Mr. Petersen played with the team since its inception four or five years ago, Mrs. Petersen said.

He was also a counselor and former camper at the ability center's day camp, "Camp Cricket."

"I feel like our center has lost one of our best customers," Jill Caruso, an assisted-living specialist at the center, said.

"I went to a bowling thing with him, and he was laughing because he was beating me," Ms. Caruso recalled. "I told him, `One of these days I'm going to beat you,' and I never beat him. I tried, but I couldn't."

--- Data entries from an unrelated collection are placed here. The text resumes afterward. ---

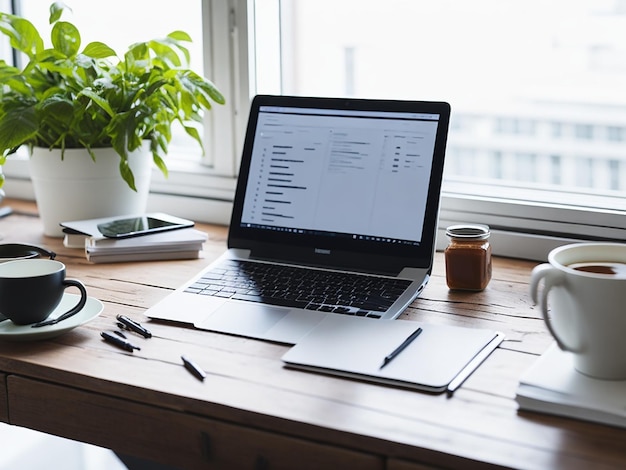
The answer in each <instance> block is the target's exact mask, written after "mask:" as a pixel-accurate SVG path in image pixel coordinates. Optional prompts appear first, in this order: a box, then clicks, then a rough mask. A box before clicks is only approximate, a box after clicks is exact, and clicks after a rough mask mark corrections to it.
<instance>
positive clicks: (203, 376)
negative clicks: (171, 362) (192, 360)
mask: <svg viewBox="0 0 626 470" xmlns="http://www.w3.org/2000/svg"><path fill="white" fill-rule="evenodd" d="M180 358H181V359H182V360H183V364H184V365H185V369H187V370H188V371H189V372H191V373H192V374H193V375H194V376H195V377H196V378H197V379H199V380H204V378H205V377H206V374H205V372H204V371H203V370H202V369H201V368H200V366H199V365H198V364H196V363H195V362H193V361H192V360H191V359H189V358H188V357H187V356H185V355H184V354H183V355H182V356H180Z"/></svg>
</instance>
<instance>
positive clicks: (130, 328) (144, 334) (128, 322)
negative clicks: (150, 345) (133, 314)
mask: <svg viewBox="0 0 626 470" xmlns="http://www.w3.org/2000/svg"><path fill="white" fill-rule="evenodd" d="M117 320H118V321H119V322H120V323H121V324H122V325H124V326H125V327H126V328H128V329H130V330H133V331H134V332H136V333H139V334H140V335H141V336H143V337H144V338H151V337H152V333H150V331H149V330H148V329H147V328H144V327H143V326H141V325H140V324H139V323H137V322H136V321H134V320H131V319H130V318H128V317H127V316H124V315H118V316H117Z"/></svg>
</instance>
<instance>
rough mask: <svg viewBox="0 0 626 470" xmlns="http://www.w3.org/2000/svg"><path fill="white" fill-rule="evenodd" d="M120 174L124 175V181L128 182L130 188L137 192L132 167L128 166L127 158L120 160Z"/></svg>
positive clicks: (128, 185)
mask: <svg viewBox="0 0 626 470" xmlns="http://www.w3.org/2000/svg"><path fill="white" fill-rule="evenodd" d="M120 174H121V175H122V178H123V179H124V181H126V184H128V186H129V187H130V189H132V190H133V191H135V192H136V191H137V187H136V186H135V176H134V175H133V172H132V170H131V169H130V165H129V164H128V160H127V159H126V158H122V159H121V160H120Z"/></svg>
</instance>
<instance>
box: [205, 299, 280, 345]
mask: <svg viewBox="0 0 626 470" xmlns="http://www.w3.org/2000/svg"><path fill="white" fill-rule="evenodd" d="M288 313H289V309H286V308H280V307H271V306H267V305H260V304H256V303H251V302H227V303H225V304H224V305H222V306H221V307H219V308H218V309H217V310H215V312H213V313H212V314H211V315H209V316H208V317H207V318H205V319H204V320H202V321H201V322H200V323H199V324H196V327H197V328H201V329H205V330H213V331H220V332H223V333H232V334H236V335H242V336H252V337H257V338H258V337H263V335H264V334H265V332H266V331H268V330H269V329H270V328H272V327H273V326H274V325H275V324H276V323H277V322H278V321H280V320H281V319H282V318H283V317H284V316H285V315H287V314H288Z"/></svg>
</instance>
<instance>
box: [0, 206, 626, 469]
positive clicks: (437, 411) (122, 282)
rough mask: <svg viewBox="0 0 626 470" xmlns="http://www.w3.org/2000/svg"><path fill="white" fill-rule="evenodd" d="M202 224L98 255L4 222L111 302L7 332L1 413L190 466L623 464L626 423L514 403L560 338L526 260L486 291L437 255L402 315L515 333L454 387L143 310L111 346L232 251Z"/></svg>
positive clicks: (222, 227) (439, 323) (274, 467)
mask: <svg viewBox="0 0 626 470" xmlns="http://www.w3.org/2000/svg"><path fill="white" fill-rule="evenodd" d="M5 204H10V205H12V206H13V207H14V208H16V209H20V210H21V211H26V212H34V211H35V207H34V206H33V205H32V204H29V203H21V202H19V201H5ZM201 228H202V229H204V230H205V231H207V232H208V233H209V234H210V241H209V242H208V243H207V244H206V249H205V251H204V258H203V259H199V260H189V261H173V262H172V261H168V262H146V263H129V264H109V265H91V264H89V263H87V261H86V260H85V258H84V257H83V254H82V253H81V252H80V251H77V250H70V249H66V248H64V247H63V246H62V243H61V240H60V239H53V238H46V237H44V236H43V235H42V226H41V224H40V221H39V220H38V219H37V218H36V217H32V216H28V215H18V214H16V215H12V216H10V217H7V218H5V219H0V234H2V235H3V236H4V241H5V242H9V241H21V242H30V243H36V244H40V245H42V246H45V247H48V248H50V249H52V250H54V251H56V252H57V253H58V258H57V259H59V260H60V261H62V262H64V263H65V264H66V265H67V271H68V276H69V277H74V278H79V279H81V280H83V281H84V282H85V283H86V285H87V290H88V292H89V294H90V295H91V296H93V297H96V298H98V299H100V300H101V301H102V302H103V303H104V304H105V309H104V312H103V314H102V315H101V316H100V317H98V318H97V319H95V320H94V321H92V322H90V323H88V324H87V325H84V326H82V327H79V328H77V329H75V330H73V331H71V332H69V333H67V334H65V335H63V336H60V337H58V338H56V339H52V340H46V341H41V342H32V343H8V342H0V384H1V386H0V420H2V421H5V422H8V423H11V424H14V425H18V426H25V427H28V428H32V429H37V430H40V431H44V432H47V433H51V434H56V435H59V436H64V437H68V438H71V439H76V440H80V441H84V442H89V443H93V444H96V445H99V446H104V447H109V448H112V449H114V450H117V451H120V452H125V453H128V454H133V455H136V456H139V457H144V458H148V459H152V460H155V461H160V462H164V463H169V464H174V465H178V466H180V467H182V468H219V469H233V468H259V469H260V468H271V469H276V468H279V469H280V468H285V469H291V468H298V469H308V468H311V469H321V468H324V469H327V468H328V469H329V468H352V469H388V470H417V469H424V468H471V467H490V466H502V467H514V468H538V469H546V468H566V469H575V468H581V469H585V470H586V469H589V468H593V469H594V470H595V469H599V468H625V467H626V430H623V429H618V428H611V427H608V426H601V425H597V424H591V423H586V422H582V421H575V420H569V419H562V418H557V417H552V416H546V415H541V414H535V413H524V412H518V411H517V406H516V404H515V402H514V396H515V390H516V387H517V383H518V380H519V377H520V375H521V374H522V373H523V372H524V370H525V369H526V368H528V367H529V366H530V365H531V364H532V363H533V361H535V359H536V358H537V357H538V355H540V354H541V353H543V352H544V351H545V350H546V349H547V347H548V346H549V345H550V343H551V339H550V337H549V336H548V334H547V332H546V330H545V328H544V325H543V323H542V321H541V320H540V313H539V311H538V309H537V308H536V307H534V306H533V305H532V303H531V300H530V299H529V295H528V285H527V281H528V277H529V273H530V270H531V269H532V267H533V265H534V263H530V262H525V261H515V260H508V259H495V260H494V279H493V280H492V282H491V283H490V285H489V286H488V288H487V289H486V290H485V291H484V292H482V293H453V292H449V291H448V289H447V287H446V285H445V278H444V270H443V259H442V256H441V254H437V257H436V260H435V268H434V276H433V278H432V281H431V282H430V284H429V285H428V286H427V287H426V289H425V290H424V292H423V295H422V297H421V298H420V299H418V300H417V301H416V302H415V303H414V304H413V305H412V306H411V308H410V309H409V310H408V311H407V312H406V313H404V314H403V315H402V317H401V319H402V320H421V321H428V322H432V323H437V324H450V325H462V326H467V327H471V328H476V327H486V328H491V329H498V330H501V331H502V332H504V333H505V334H506V340H505V341H504V343H503V344H502V346H501V347H500V348H499V349H498V350H496V351H495V352H494V353H493V354H492V355H491V356H490V357H489V358H488V359H487V361H486V362H485V363H484V364H483V365H482V366H481V367H480V368H479V369H478V370H477V371H476V372H475V373H474V374H473V375H472V376H471V377H470V378H469V380H467V382H466V383H465V384H464V385H463V386H462V387H461V388H460V389H459V390H458V391H457V392H456V394H455V395H454V396H453V397H451V398H447V397H446V396H445V395H429V394H426V393H420V392H415V391H408V390H403V389H399V388H392V387H385V386H380V385H373V384H368V383H363V382H358V381H353V380H348V379H341V378H335V377H327V376H324V375H318V374H313V373H306V372H299V371H293V370H288V369H285V368H283V365H282V363H281V361H280V357H281V355H282V354H283V353H284V352H285V351H286V350H287V346H285V345H280V344H272V343H267V342H262V341H256V340H251V339H245V338H239V337H234V336H228V335H222V334H213V333H209V332H204V331H196V330H193V329H190V328H183V327H180V326H174V325H167V324H163V323H156V322H147V323H148V325H149V328H150V329H151V330H152V332H153V334H154V337H153V338H152V339H149V340H143V339H142V338H140V337H138V336H137V337H136V338H134V337H133V340H134V341H135V342H136V343H138V344H139V345H140V346H141V351H136V352H135V353H132V354H131V353H126V352H123V351H121V350H118V349H115V348H113V347H111V346H110V345H108V344H106V343H104V342H103V341H102V340H101V338H100V332H101V331H103V330H110V329H112V328H113V327H114V324H115V322H114V318H115V315H116V314H118V313H123V314H126V315H129V316H131V317H134V318H136V319H138V320H140V321H146V320H145V318H144V317H143V315H142V313H143V312H144V310H145V309H146V308H147V307H149V306H151V305H152V304H154V303H155V302H156V301H158V300H159V299H161V298H163V297H164V296H166V295H167V294H168V293H169V292H170V291H171V290H172V289H174V288H176V287H177V286H179V285H180V284H182V283H183V282H184V281H185V280H186V279H187V278H188V277H190V276H191V275H192V274H194V273H195V272H196V271H198V270H199V269H201V268H202V267H203V266H205V265H206V264H208V263H209V262H210V261H211V260H212V259H214V258H215V257H216V256H218V255H219V254H220V253H221V252H222V251H223V250H224V249H225V238H226V228H224V227H216V226H201ZM183 353H185V354H188V355H189V356H190V357H192V358H194V359H195V360H196V361H197V362H198V363H199V364H200V365H201V366H202V367H203V368H204V369H205V370H206V371H207V372H208V374H209V375H208V377H207V379H206V380H205V381H204V382H200V381H198V380H196V379H195V378H194V377H193V376H192V375H191V374H189V373H188V372H187V371H186V370H185V369H184V368H183V367H182V364H181V361H180V356H181V354H183ZM3 445H6V443H3Z"/></svg>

Mr. Petersen, born in Toledo on Oct. 18, 1980, graduated from Rogers High School in 2000.

When he wasn't playing sports, he was "your typical 24-year-old," his mother said.

"He would go to bars with his guy friends and sister," she said. "We never treated him differently. Nothing mentally was ever affected."

He was a big Ohio State University football fan.

Mr. Petersen went to at least two OSU games every fall with his father. In the last couple years, he went to spring games as well, Mrs. Petersen said.

She said people admired her family for taking him to OSU games, but "for us he was no different."

When football wasn't in season, Mr. Petersen supported the Detroit Tigers. He was watching the Detroit-San Diego Padres game in his hospital room when he died, she said.

His mother said his smile was "contagious."

"Everyone commented on his smile and how many lives he touched," she said.

In 1991, he was a model for Target.

His casket will have OSU logos at the foot and inside the lid. His grave marker at the cemetery will memorialize his passion. It's been inscribed with "Go Bucks" and a big letter "O," Mrs. Petersen said.

Surviving are his parents, Kathy and Edward Petersen; sisters, Dawn and Amy Petersen, and grandparents, Tex and Lou Crider.

Visitation will begin at 6 p.m. tomorrow in the Coyle Funeral Home. Services will be held at 10 a.m. Wednesday in St. Patrick of Heatherdowns Church.

The family suggests tributes to the Ability Center of Greater Toledo or the Hemophilia Center of Northwest Ohio.